Discussion:
[chrony-users] understanding drift vs. clock frequency
Olaf Hering
2018-12-03 14:36:36 UTC
Permalink
I'm trying to understand the correlation between the estimated clock frequency and the estimated drift. During boot the TSC frequency is estimated by the kernel, and during runtime some drift is calculated based on the time returned by remote servers. In my case it may look like this:

***@bax:~ # dmesg | grep -Ei '(hz|msr|tsc|tol|clocksource)'
[ 0.000000] tsc: Fast TSC calibration using PIT
[ 0.000000] clocksource: refined-jiffies: mask: 0xffffffff max_cycles: 0xffffffff, max_idle_ns: 7645519600211568 ns
[ 0.000000] clocksource: hpet: mask: 0xffffffff max_cycles: 0xffffffff, max_idle_ns: 133484882848 ns
[ 0.000000] tsc: Fast TSC calibration using PIT
[ 0.004000] tsc: Detected 2194.858 MHz processor
[ 0.221809] TSC deadline timer enabled
[ 0.221811] smpboot: CPU0: Intel(R) Xeon(R) CPU D-1531 @ 2.20GHz (family: 0x6, model: 0x56, stepping: 0x3)
[ 0.460963] clocksource: jiffies: mask: 0xffffffff max_cycles: 0xffffffff, max_idle_ns: 7645041785100000 ns
[ 0.929214] hpet0: 8 comparators, 64-bit 14.318180 MHz counter
[ 0.930094] clocksource: Switched to clocksource hpet
[ 0.945712] clocksource: acpi_pm: mask: 0xffffff max_cycles: 0xffffff, max_idle_ns: 2085701024 ns
[ 3.036012] tsc: Refined TSC clocksource calibration: 2194.917 MHz
[ 3.036027] clocksource: tsc: mask: 0xffffffffffffffff max_cycles: 0x1fa37107ca2, max_idle_ns: 440795258165 ns
[ 4.139385] clocksource: Switched to clocksource tsc
***@bax:~ # l /var/lib/chrony/drift && cat $_
-rw-r--r-- 1 chrony chrony 42 Dec 3 13:07 /var/lib/chrony/drift
-10.241223 0.186852
***@bax:~ # w
13:57:18 up 6 days, 4:44, 2 users, load average: 0.00, 0.00, 0.00

I think the kernel assumes "2194917000" ticks represent a second. What does the drift mean in this case? This part is not explained well enough. What really happens during that amount of ticks?
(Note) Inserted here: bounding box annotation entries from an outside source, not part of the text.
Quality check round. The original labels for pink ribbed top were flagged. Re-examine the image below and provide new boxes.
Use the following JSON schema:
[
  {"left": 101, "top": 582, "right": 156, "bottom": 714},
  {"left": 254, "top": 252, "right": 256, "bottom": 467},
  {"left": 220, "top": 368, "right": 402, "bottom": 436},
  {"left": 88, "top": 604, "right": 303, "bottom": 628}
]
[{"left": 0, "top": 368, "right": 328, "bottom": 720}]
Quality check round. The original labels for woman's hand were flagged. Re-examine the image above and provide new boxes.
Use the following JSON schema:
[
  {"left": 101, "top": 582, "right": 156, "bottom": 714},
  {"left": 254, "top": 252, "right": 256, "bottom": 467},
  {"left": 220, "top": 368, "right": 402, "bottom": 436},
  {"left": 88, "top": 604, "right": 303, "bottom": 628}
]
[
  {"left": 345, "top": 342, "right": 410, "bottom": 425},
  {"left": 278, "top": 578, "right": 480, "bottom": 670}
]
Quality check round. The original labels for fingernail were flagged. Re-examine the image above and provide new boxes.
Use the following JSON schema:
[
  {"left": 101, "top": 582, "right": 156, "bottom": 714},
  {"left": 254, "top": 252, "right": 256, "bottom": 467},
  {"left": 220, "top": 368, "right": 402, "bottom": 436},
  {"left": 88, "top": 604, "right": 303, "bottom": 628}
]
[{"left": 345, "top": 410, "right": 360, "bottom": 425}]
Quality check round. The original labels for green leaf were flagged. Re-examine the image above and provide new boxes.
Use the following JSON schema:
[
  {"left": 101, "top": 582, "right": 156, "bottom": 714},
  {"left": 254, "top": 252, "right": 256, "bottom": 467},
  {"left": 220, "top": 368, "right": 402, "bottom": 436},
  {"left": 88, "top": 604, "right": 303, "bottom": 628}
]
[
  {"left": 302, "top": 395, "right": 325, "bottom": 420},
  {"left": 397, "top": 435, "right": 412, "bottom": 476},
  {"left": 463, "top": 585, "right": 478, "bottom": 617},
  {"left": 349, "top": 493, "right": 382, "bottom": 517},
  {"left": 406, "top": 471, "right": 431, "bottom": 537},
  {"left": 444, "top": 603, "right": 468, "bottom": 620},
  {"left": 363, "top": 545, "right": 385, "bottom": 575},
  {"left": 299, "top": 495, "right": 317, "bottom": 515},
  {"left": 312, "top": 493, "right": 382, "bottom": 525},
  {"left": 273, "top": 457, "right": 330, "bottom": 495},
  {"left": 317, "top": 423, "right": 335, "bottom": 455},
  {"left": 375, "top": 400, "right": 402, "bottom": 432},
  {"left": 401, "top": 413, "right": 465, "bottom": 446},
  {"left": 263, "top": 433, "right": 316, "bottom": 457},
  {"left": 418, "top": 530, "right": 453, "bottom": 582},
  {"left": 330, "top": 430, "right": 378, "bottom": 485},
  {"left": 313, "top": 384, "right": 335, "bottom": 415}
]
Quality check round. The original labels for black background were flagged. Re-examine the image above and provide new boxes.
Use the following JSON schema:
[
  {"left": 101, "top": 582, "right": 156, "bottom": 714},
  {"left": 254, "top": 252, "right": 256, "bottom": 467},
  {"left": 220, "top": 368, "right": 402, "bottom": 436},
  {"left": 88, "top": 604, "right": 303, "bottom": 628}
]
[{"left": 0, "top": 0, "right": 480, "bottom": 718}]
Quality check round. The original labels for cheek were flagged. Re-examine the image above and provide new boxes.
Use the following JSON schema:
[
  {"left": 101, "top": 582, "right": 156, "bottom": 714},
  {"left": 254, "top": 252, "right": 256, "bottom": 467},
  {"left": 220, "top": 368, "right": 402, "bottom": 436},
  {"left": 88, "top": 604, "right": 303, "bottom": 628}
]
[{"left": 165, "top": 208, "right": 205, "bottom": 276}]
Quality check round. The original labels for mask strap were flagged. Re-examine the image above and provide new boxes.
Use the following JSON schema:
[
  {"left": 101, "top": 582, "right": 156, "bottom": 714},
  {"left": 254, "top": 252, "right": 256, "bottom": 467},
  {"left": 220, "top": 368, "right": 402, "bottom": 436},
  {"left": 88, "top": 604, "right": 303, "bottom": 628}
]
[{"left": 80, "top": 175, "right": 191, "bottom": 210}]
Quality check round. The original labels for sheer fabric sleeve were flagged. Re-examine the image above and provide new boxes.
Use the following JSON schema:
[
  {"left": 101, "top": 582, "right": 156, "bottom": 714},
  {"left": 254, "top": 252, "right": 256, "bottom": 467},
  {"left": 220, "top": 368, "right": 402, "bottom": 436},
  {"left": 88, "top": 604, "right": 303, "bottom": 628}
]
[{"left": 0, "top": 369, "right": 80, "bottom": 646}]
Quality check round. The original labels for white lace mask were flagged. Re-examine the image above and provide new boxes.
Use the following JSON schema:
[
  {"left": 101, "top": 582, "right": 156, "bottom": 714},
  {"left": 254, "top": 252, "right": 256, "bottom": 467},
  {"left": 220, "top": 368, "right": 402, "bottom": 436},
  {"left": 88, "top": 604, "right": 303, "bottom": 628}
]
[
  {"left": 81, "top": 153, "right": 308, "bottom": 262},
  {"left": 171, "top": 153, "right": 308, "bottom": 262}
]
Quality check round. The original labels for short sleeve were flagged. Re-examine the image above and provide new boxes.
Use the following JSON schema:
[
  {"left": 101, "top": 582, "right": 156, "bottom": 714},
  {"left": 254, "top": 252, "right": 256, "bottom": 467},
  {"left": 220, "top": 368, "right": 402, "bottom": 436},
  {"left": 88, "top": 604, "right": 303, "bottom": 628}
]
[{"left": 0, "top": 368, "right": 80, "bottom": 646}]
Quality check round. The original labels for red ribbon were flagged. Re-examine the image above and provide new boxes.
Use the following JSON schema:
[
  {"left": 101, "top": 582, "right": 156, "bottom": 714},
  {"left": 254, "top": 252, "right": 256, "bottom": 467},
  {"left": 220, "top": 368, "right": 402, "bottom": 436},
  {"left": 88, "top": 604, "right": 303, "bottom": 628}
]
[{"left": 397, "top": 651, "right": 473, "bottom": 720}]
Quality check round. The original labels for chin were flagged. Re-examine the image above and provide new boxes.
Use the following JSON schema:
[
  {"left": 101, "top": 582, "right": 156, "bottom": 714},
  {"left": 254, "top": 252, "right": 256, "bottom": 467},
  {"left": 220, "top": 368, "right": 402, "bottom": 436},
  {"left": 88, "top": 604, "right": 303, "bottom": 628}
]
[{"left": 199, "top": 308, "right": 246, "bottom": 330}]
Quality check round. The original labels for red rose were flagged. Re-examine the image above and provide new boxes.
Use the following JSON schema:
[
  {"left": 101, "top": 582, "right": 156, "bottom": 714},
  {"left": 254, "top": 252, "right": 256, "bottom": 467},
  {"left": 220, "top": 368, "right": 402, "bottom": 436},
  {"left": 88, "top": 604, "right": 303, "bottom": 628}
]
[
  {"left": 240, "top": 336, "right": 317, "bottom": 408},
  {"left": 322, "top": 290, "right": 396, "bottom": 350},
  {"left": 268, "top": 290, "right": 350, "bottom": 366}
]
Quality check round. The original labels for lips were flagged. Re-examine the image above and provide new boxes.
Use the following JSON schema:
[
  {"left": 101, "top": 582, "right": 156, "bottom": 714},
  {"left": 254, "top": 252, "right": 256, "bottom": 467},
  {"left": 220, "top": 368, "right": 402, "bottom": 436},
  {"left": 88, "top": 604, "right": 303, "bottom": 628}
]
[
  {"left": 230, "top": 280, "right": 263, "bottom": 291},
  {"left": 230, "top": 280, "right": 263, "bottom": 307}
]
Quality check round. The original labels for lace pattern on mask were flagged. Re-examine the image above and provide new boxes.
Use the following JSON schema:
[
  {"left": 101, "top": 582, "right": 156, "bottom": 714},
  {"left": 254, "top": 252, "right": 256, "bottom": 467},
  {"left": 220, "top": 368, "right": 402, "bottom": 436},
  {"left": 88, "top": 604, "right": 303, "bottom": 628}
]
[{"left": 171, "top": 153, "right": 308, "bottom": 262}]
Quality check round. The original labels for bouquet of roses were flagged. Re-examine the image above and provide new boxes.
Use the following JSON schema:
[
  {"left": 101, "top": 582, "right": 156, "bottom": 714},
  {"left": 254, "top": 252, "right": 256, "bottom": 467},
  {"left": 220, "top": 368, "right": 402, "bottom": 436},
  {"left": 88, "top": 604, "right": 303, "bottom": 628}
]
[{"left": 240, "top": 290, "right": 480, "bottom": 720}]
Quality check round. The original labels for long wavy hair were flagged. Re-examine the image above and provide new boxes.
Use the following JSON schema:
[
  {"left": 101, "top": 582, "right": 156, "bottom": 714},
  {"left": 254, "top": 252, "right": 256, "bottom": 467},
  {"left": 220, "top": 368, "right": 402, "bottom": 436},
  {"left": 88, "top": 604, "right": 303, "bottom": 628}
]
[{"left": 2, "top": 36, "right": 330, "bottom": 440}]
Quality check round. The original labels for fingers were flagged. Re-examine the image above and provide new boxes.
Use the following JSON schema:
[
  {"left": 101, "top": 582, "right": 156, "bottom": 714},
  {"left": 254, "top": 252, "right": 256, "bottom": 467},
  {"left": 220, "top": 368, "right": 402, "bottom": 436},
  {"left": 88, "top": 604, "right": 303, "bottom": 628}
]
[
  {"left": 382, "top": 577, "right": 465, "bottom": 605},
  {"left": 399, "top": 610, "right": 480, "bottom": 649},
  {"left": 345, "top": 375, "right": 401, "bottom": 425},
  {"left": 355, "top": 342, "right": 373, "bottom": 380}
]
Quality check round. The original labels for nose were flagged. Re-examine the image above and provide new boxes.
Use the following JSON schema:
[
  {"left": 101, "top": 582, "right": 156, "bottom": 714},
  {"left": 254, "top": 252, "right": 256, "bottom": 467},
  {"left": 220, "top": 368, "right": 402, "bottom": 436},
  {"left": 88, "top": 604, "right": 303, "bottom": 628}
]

Does it mean after that amount of ticks the time advanced by (1*1000*1000*1000)+10241=1000010241us? So the system time needs to be slowed down by the drift value? In this case the real TSC frequency would be lower, like ((2194917*1000)*(1*1000*1000*1000))/((1*1000*1000*1000)+10241) = 2194894522 Hz = 2194.894 MHz?

Or did the time advance after the amount of ticks just by (1*1000*1000*1000)-10241 = 999989759us? So the system time needs to be accelerated by the drift value? In this case the real TSC frequency would be higher, like ((2194917*1000)*(1*1000*1000*1000))/((1*1000*1000*1000)-10241) = 2194939478 Hz = 2194.939 MHz?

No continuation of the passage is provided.